The meeting was organized in the wake of the controversy that followed the events in the Tuscan city, and one cannot exclude that it might result in new measures to be added to one of the three security bills that have been on Parliament’s agenda since November. Harsher penalties for violence and resistance to the forces of law and order are already planned. “I have taken note of your requests, which the government will now evaluate,” said the premier in a non-committal manner, avoiding making any promises for the time being while reiterating her solidarity with law enforcement officers, who, she says, are victims “of an unfair and systematic campaign of denigration.”

For now, caution has prevailed. Abruzzo will go to the polls on Sunday, and at Palazzo Chigi they’d rather avoid any announcements of new crackdowns on protesters, fearing an effect similar to the one that the charges against the students in Pisa had on the Sardinian elections. But it’s only a matter of time, also in view of the G7 summit to be held in Puglia in June. “There’s a climate that I don’t like, and it worries me, in the year of the G7: I’m seeing aspects that remind me of very difficult years for our nation,” the premier explained. All options are being examined by technocrats who will have to evaluate what measures could be included, perhaps with an amendment, in one of the security decrees being examined by the Chamber and Senate.

If it clears the bar of constitutionality, the measure destined to cause the most discussion is the DASPO for protesters that were already detained once by police during a march. This measure is similar to the one initially applied to violent sports fans in stadiums but extended more and more over time, until in 2017 it became an “Urban DASPO” intended to punish illicit behavior carried out inside stations, ports, airports, but also schools, universities, museums or archaeological sites, and later expanded in 2020 with the first security decree to include people convicted of selling or transferring drugs, even with a non-definitive sentence, who are prohibited from parking in the vicinity of schools, universities or public venues.

In contrast to other restrictive measures, such as, for example, the ban on residence in a certain area, the proposed new DASPO will not be decided by a judge, but by the local police chief. “This is dangerous ground,” commented Filippo Zaratti, the Green and Left Alliance group leader in the House Constitutional Affairs Committee, on Thursday. “You cannot revoke constitutional rights protecting the freedom to express one’s thoughts through an administrative act such as the DASPO.”

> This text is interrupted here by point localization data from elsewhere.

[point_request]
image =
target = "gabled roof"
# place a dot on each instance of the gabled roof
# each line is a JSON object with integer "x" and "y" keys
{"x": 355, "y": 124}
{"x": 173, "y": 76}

The meeting at the Palazzo Chigi was also supposed to discuss the renewal of the contract for law enforcement officers, which has now expired for 800 days, overtime that has not been paid for 20 months, and the lack of new hires, which, along with retirements, lies at the root of the shortage of personnel. The lack of progress on these topics drew criticism from SILP-CGIL: “The prime minister made it clear to us that she doesn’t have a magic wand, and after today’s meeting we haven’t heard anything substantially new, especially on the subject of the contract, hiring and overtime,” commented secretary Pietro Colapietro.